Gusen I, Gusen II, Gusen III
sottocampi di Mauthausen 1940-1945
Lucio Monaco
I tre sottocampi costruiti intorno al villaggio di Gusen (a 5 km da Mauthausen), denominati Gusen I, Gusen II, Gusen III, hanno costituito una realtà a sé per quantità di deportati e durezza di condizioni di prigionia e di lavoro.
I lavori di costruzione di Gusen I furono avviati nel marzo del 1940; anche in questo campo uno degli obiettivi economici era costituito dallo sfruttamento delle vicine cave di granito. Fin dall’inizio il lavoro costituì uno dei mezzi di eliminazione dei prigionieri, in prevalenza polacchi, fra cui molti religiosi, e repubblicani spagnoli deportati dalla Francia. Nel 1941 fu installato il crematorio e si avviarono le eliminazioni sistematiche di malati, inabili, portatori sospetti di malattie contagiose, sia al castello di Hartheim sia nel campo stesso (bagni di acqua gelida, annegamenti anche di massa, iniezioni al cuore, gassazioni su veicolo).
Nell’arco di tre anni il campo viene a contenere un numero di prigionieri superiore a quello del campo principale di Mauthausen, con l’arrivo di deportati sovietici, jugoslavi, francesi, italiani (dall’agosto 1943) e l’apertura di altre attività produttive (Steyr-Daimler-Puch AG) legate alla produzione bellica. Nel marzo del 1944 iniziano i lavori per la costruzione del campo di Gusen II (St. Georgen). I deportati, oltre a costruire il campo, lavorano allo scavo di un sistema di gallerie entro le quali vengono collocati impianti per la produzione di armi e parti di aerei (Steyr-Daimler, Messerschmitt).
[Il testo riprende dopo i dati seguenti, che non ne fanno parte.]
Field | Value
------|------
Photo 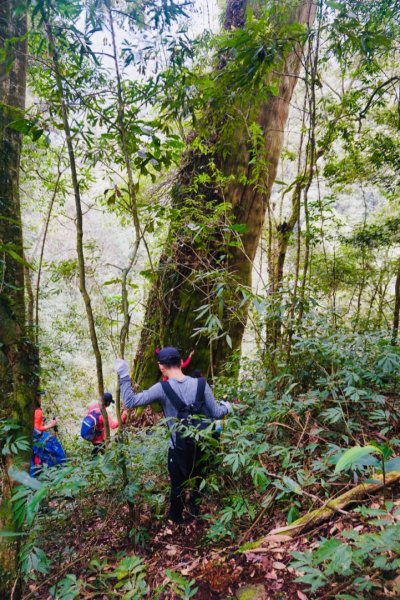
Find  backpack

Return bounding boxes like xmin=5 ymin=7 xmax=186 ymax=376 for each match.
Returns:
xmin=30 ymin=429 xmax=67 ymax=476
xmin=81 ymin=409 xmax=101 ymax=442
xmin=161 ymin=377 xmax=210 ymax=450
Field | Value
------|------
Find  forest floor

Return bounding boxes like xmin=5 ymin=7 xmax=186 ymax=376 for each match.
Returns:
xmin=24 ymin=484 xmax=400 ymax=600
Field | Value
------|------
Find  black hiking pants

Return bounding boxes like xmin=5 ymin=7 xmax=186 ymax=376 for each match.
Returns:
xmin=168 ymin=438 xmax=203 ymax=520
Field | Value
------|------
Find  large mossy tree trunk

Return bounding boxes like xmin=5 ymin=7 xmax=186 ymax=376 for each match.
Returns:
xmin=134 ymin=0 xmax=316 ymax=386
xmin=0 ymin=0 xmax=37 ymax=598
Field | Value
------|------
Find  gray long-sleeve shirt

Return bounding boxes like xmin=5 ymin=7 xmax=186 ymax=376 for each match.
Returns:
xmin=120 ymin=375 xmax=228 ymax=442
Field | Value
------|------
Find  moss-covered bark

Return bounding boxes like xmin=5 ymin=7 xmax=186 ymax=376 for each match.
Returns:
xmin=134 ymin=0 xmax=315 ymax=386
xmin=0 ymin=0 xmax=37 ymax=598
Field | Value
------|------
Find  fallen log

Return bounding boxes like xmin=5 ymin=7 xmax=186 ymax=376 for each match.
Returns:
xmin=240 ymin=471 xmax=400 ymax=552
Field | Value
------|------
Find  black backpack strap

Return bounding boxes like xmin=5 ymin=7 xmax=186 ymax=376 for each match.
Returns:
xmin=196 ymin=377 xmax=206 ymax=405
xmin=161 ymin=381 xmax=187 ymax=412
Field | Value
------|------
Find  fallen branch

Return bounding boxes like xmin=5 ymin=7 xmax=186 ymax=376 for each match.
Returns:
xmin=242 ymin=471 xmax=400 ymax=551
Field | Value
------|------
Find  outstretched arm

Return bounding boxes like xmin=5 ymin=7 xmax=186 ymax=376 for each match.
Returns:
xmin=114 ymin=358 xmax=164 ymax=408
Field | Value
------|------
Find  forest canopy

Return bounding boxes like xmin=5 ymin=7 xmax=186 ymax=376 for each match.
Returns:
xmin=0 ymin=0 xmax=400 ymax=600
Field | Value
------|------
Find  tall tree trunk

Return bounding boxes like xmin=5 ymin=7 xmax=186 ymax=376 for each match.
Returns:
xmin=0 ymin=0 xmax=37 ymax=598
xmin=40 ymin=3 xmax=110 ymax=441
xmin=135 ymin=0 xmax=316 ymax=385
xmin=392 ymin=260 xmax=400 ymax=346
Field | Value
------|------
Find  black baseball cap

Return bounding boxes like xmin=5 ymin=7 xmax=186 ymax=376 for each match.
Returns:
xmin=157 ymin=346 xmax=181 ymax=363
xmin=103 ymin=392 xmax=115 ymax=404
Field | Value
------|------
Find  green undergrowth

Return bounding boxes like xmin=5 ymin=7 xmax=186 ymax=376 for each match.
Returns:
xmin=3 ymin=330 xmax=400 ymax=598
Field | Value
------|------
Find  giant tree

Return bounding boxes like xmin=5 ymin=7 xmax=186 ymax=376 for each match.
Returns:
xmin=0 ymin=0 xmax=37 ymax=598
xmin=136 ymin=0 xmax=316 ymax=384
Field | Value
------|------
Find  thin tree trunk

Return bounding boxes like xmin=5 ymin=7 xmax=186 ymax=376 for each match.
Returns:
xmin=35 ymin=161 xmax=61 ymax=344
xmin=135 ymin=0 xmax=316 ymax=385
xmin=392 ymin=260 xmax=400 ymax=346
xmin=0 ymin=0 xmax=38 ymax=598
xmin=40 ymin=6 xmax=110 ymax=441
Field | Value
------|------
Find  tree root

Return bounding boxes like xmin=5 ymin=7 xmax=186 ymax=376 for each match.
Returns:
xmin=241 ymin=471 xmax=400 ymax=551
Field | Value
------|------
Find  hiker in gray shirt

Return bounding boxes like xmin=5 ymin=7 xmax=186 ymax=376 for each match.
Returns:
xmin=114 ymin=347 xmax=232 ymax=524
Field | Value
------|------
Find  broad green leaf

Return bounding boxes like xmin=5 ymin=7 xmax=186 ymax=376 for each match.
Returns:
xmin=8 ymin=467 xmax=43 ymax=490
xmin=335 ymin=445 xmax=381 ymax=473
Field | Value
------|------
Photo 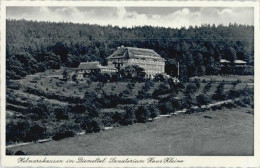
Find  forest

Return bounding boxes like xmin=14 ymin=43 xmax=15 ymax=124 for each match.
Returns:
xmin=6 ymin=19 xmax=254 ymax=81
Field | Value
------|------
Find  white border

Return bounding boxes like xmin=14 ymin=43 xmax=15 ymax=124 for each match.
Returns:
xmin=0 ymin=1 xmax=260 ymax=167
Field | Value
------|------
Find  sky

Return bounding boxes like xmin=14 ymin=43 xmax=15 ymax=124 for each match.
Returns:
xmin=6 ymin=6 xmax=254 ymax=28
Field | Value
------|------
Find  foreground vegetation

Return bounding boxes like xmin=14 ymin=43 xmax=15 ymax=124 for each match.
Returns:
xmin=6 ymin=64 xmax=253 ymax=144
xmin=8 ymin=107 xmax=254 ymax=156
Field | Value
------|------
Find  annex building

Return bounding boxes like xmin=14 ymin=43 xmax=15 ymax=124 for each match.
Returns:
xmin=106 ymin=46 xmax=165 ymax=78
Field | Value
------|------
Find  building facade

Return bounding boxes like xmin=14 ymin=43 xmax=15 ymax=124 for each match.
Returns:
xmin=76 ymin=61 xmax=117 ymax=79
xmin=107 ymin=46 xmax=165 ymax=78
xmin=220 ymin=59 xmax=254 ymax=75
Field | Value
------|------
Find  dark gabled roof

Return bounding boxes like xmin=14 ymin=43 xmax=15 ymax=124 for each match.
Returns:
xmin=107 ymin=47 xmax=164 ymax=60
xmin=78 ymin=62 xmax=100 ymax=69
xmin=235 ymin=60 xmax=246 ymax=64
xmin=220 ymin=59 xmax=246 ymax=64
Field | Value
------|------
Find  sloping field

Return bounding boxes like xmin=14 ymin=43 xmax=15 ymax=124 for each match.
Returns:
xmin=10 ymin=108 xmax=254 ymax=155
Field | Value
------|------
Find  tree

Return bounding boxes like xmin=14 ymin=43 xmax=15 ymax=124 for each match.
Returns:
xmin=185 ymin=83 xmax=198 ymax=95
xmin=148 ymin=104 xmax=160 ymax=119
xmin=71 ymin=73 xmax=78 ymax=82
xmin=214 ymin=81 xmax=225 ymax=100
xmin=85 ymin=118 xmax=104 ymax=133
xmin=123 ymin=107 xmax=136 ymax=125
xmin=62 ymin=69 xmax=70 ymax=81
xmin=203 ymin=82 xmax=212 ymax=94
xmin=135 ymin=106 xmax=150 ymax=123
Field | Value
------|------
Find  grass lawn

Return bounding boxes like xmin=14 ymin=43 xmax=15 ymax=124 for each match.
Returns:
xmin=191 ymin=75 xmax=254 ymax=83
xmin=10 ymin=108 xmax=254 ymax=155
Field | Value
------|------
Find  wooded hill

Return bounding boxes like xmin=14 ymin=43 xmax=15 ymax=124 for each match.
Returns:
xmin=6 ymin=20 xmax=254 ymax=81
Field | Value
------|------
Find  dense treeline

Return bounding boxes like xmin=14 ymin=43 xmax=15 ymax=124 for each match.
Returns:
xmin=6 ymin=20 xmax=254 ymax=81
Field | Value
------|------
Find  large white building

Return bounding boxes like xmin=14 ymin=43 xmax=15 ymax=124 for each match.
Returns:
xmin=107 ymin=46 xmax=165 ymax=78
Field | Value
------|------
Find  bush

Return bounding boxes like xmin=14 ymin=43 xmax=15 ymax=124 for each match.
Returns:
xmin=213 ymin=80 xmax=226 ymax=100
xmin=123 ymin=107 xmax=136 ymax=125
xmin=148 ymin=104 xmax=160 ymax=119
xmin=159 ymin=101 xmax=174 ymax=114
xmin=196 ymin=94 xmax=210 ymax=106
xmin=52 ymin=130 xmax=75 ymax=141
xmin=135 ymin=106 xmax=150 ymax=123
xmin=185 ymin=83 xmax=198 ymax=95
xmin=85 ymin=118 xmax=103 ymax=133
xmin=203 ymin=82 xmax=212 ymax=93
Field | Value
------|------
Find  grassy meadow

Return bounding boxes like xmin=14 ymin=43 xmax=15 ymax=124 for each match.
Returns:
xmin=10 ymin=108 xmax=254 ymax=156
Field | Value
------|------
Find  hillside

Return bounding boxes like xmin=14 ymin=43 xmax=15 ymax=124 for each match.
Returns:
xmin=6 ymin=20 xmax=254 ymax=81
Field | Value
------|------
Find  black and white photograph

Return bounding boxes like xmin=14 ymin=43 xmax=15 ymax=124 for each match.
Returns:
xmin=1 ymin=1 xmax=259 ymax=166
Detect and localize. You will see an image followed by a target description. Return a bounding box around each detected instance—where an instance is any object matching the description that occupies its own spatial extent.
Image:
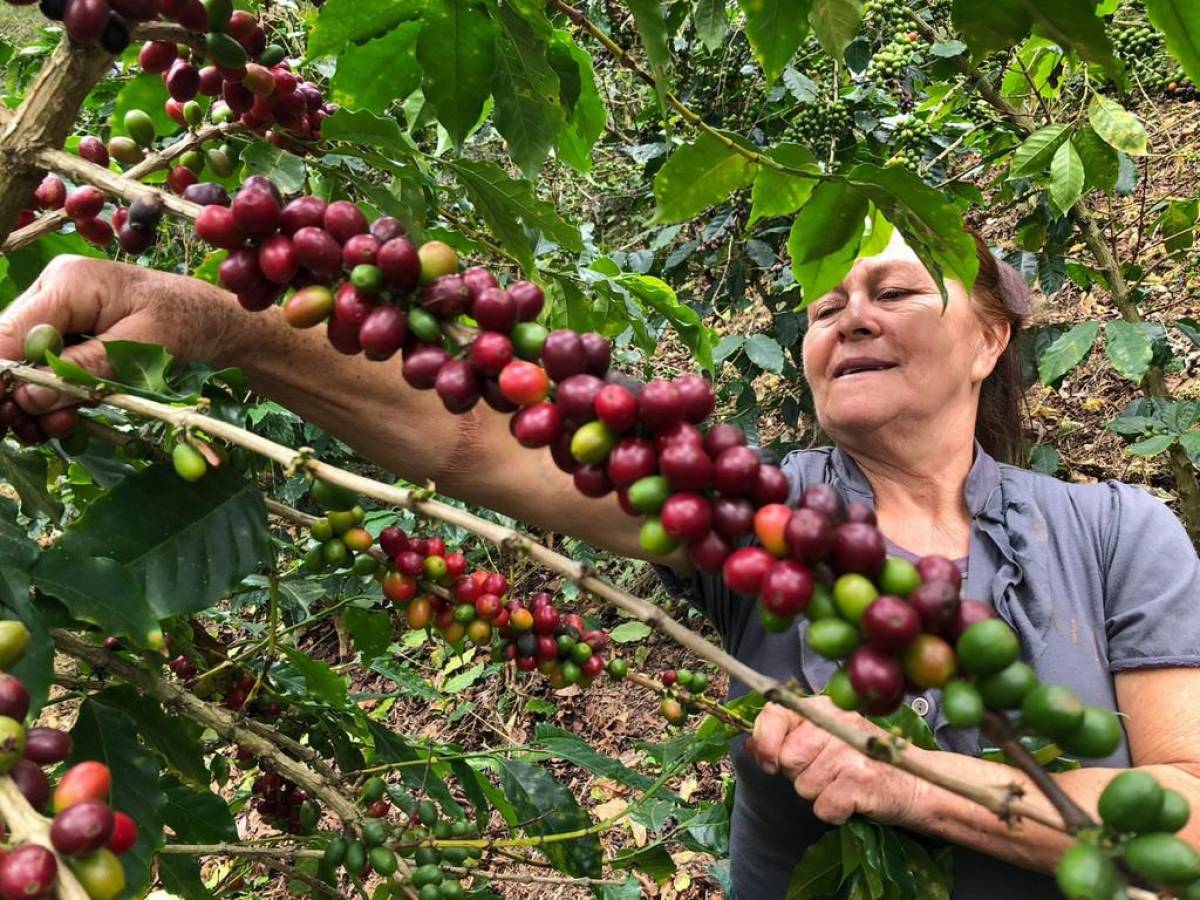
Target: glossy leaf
[416,0,496,144]
[1104,319,1154,382]
[748,142,820,226]
[654,133,758,222]
[499,758,601,877]
[43,466,268,617]
[1087,94,1147,156]
[1050,140,1084,212]
[738,0,812,88]
[450,160,583,275]
[32,554,162,649]
[1008,125,1070,178]
[308,0,427,60]
[691,0,730,53]
[1038,322,1100,384]
[329,17,422,114]
[492,7,565,178]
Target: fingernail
[17,384,62,413]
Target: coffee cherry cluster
[657,660,708,725]
[379,526,628,689]
[1056,770,1200,900]
[0,324,88,452]
[785,100,854,152]
[302,480,379,575]
[1112,24,1195,100]
[768,501,1121,757]
[863,0,911,34]
[883,115,934,172]
[247,768,320,834]
[0,620,137,900]
[866,29,920,82]
[318,776,482,900]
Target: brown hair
[967,228,1030,466]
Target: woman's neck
[839,428,974,558]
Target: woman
[0,239,1200,900]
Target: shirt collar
[833,440,1001,518]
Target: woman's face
[804,232,1008,440]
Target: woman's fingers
[746,703,800,775]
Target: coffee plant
[0,0,1200,900]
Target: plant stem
[0,361,1064,830]
[980,710,1096,834]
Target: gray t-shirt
[660,445,1200,900]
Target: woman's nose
[838,294,880,340]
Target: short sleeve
[1104,482,1200,672]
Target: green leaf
[626,0,671,77]
[91,684,207,787]
[846,163,979,296]
[1030,444,1062,475]
[738,0,812,88]
[1128,434,1176,457]
[307,0,427,61]
[1146,0,1200,84]
[654,132,758,223]
[1070,127,1121,193]
[499,760,601,877]
[329,17,424,114]
[0,440,62,522]
[787,181,870,306]
[950,0,1032,56]
[442,662,486,694]
[1175,316,1200,347]
[283,647,347,709]
[67,700,164,896]
[608,622,654,643]
[786,826,845,900]
[241,142,304,194]
[1087,94,1148,156]
[1038,322,1100,384]
[612,272,714,372]
[553,31,608,172]
[342,606,391,661]
[416,0,496,146]
[158,775,238,844]
[109,72,180,137]
[449,160,583,276]
[1154,198,1200,253]
[1008,125,1070,178]
[32,554,162,649]
[45,466,269,617]
[492,6,566,178]
[809,0,863,59]
[104,341,175,394]
[0,498,54,719]
[746,142,820,227]
[320,109,413,156]
[1050,140,1084,214]
[691,0,730,53]
[744,335,784,374]
[1104,319,1154,383]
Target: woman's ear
[971,319,1013,384]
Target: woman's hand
[745,697,924,826]
[0,256,248,413]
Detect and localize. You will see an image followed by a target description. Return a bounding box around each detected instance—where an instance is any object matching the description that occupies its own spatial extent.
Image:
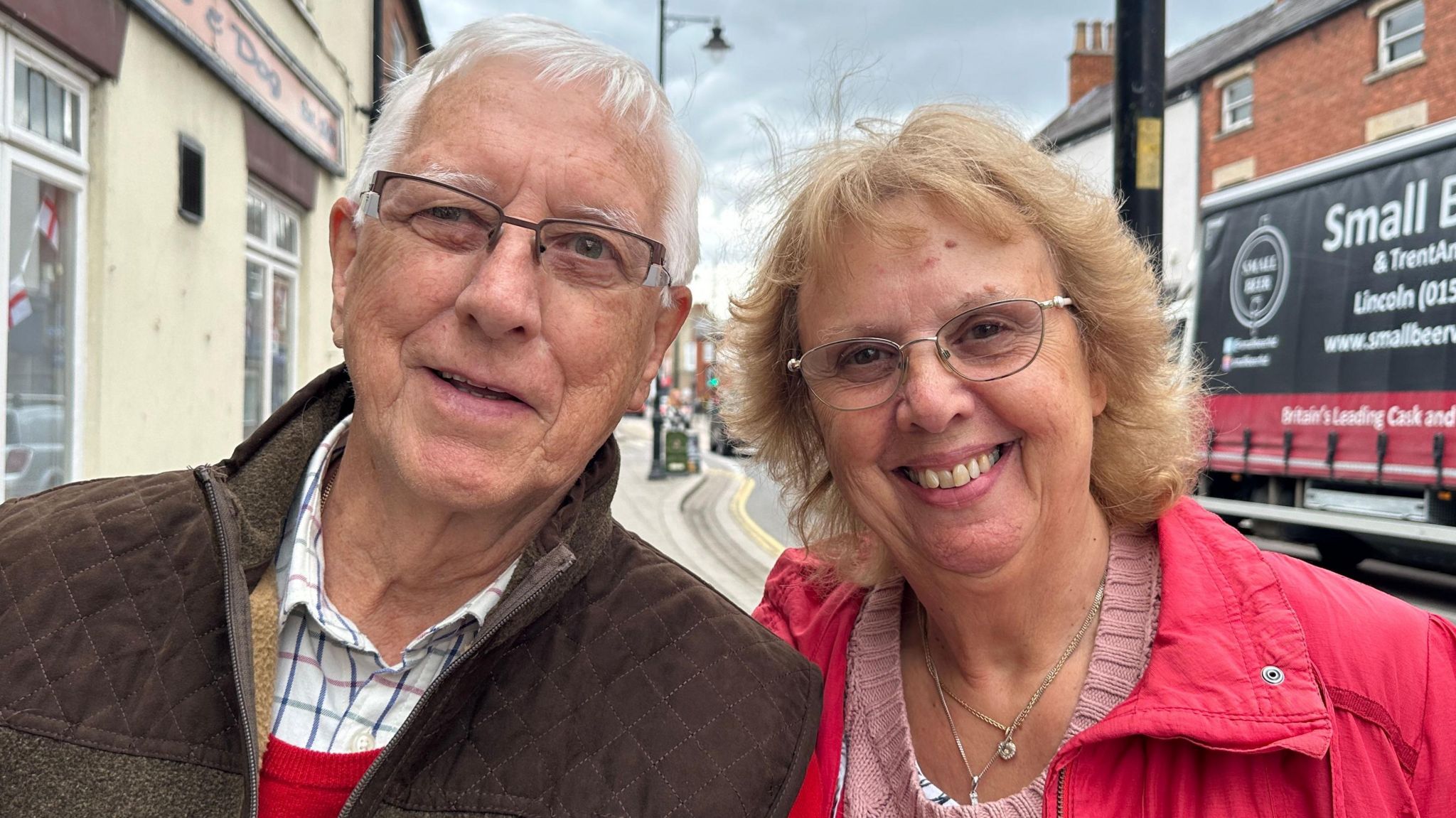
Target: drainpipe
[368,0,385,125]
In dicembre inizia la costruzione di Gusen III, destinato alla produzione di laterizi (DEST).
Furono scavati nella montagna circostante e nei pressi di St. Georgen 7 chilometri di tunnel (larghi da 6 a 8 metri, alti da 10 a 15) per ubicarvi la produzione bellica e i macchinari dell’Istituto di ricerca della Scuola Superiore Tecnica di Vienna, per ricerche connesse alla produzione missilistica (V1 e V2). I lavori furono eseguiti senza badare alla sicurezza degli operai, provocando quotidianamente morti e feriti.
La ricostruzione delle presenze di prigionieri e della mortalità lascia intravedere le durissime condizioni di vita e di lavoro dei deportati. Secondo le ultime ricerche, su circa 21.000 presenze registrate fra il 1940 e il 1942, si sono avuti almeno 14.000 decessi. Nel 1943, il numero di prigionieri più alto registrato è di 9.000 unità, quello dei morti è di 5.225. Nel 1944, si contano rispettivamente 22.000 e 4.700 unità; nel 1945, 15.000 e 8.800.
Sono documentate almeno due circostanze in cui si procedette a eliminazioni di massa col gas Zyklon-b, in baracche adattate per tale operazione: il 2.3.1944 (164 prigionieri di guerra sovietici) e il 22.4.1945 (più di 800 malati e invalidi). Una terza strage, il 2.3.1942 (300 polacchi e spagnoli malati di tifo), non risulta sufficientemente documentata.
Il Memoriale di Gusen e la conservazione dell’area.
Il campo di Gusen I ha subito vicende che ne hanno alterato irrimediabilmente la fisionomia. Alla fine degli anni ‘50 se ne è decisa la lottizzazione ed è sorta una fitta serie di costruzioni abitative. È naturalmente scomparsa la recinzione, sono state eliminate baracche e strutture concentrazionare. Rimane riconoscibile, per quanto riconvertito in abitazione, l’edificio dell’ingresso e del comando del campo, ben visibile dalla rotabile asfaltata Mauthausen-Gusen. L’associazione dei superstiti ha acquistato un lotto di terreno e vi ha eretto una struttura commemorativa, opera dell’architetto Lodovico Barbiano di Belgiojoso, che fu egli stesso prigioniero a Gusen. All’interno di questo edificio, la cui materia e il cui spazio alludono all’universo chiuso e al labirinto di morte costituiti dal Lager, è stato collocato il forno crematorio.
Bibliografia italiana.
Testi e disegni nel Diario di Gusen di A. Carpi (Milano, Garzanti, 1971, 1993); si vedano anche i testi poetici di Q. Osano, Perché ricordare. Ricordi e pensieri di un ex deportato, Alessandria, ANED-Ed. dell’Orso, 1992, e le memorie di F. Malgaroli, Domani chissà: storia autobiografica 1931-1952, Cuneo, L’Arciere, 1992 e di F. Maruffi, Codice Sirio. I racconti del Lager, Torino 1992.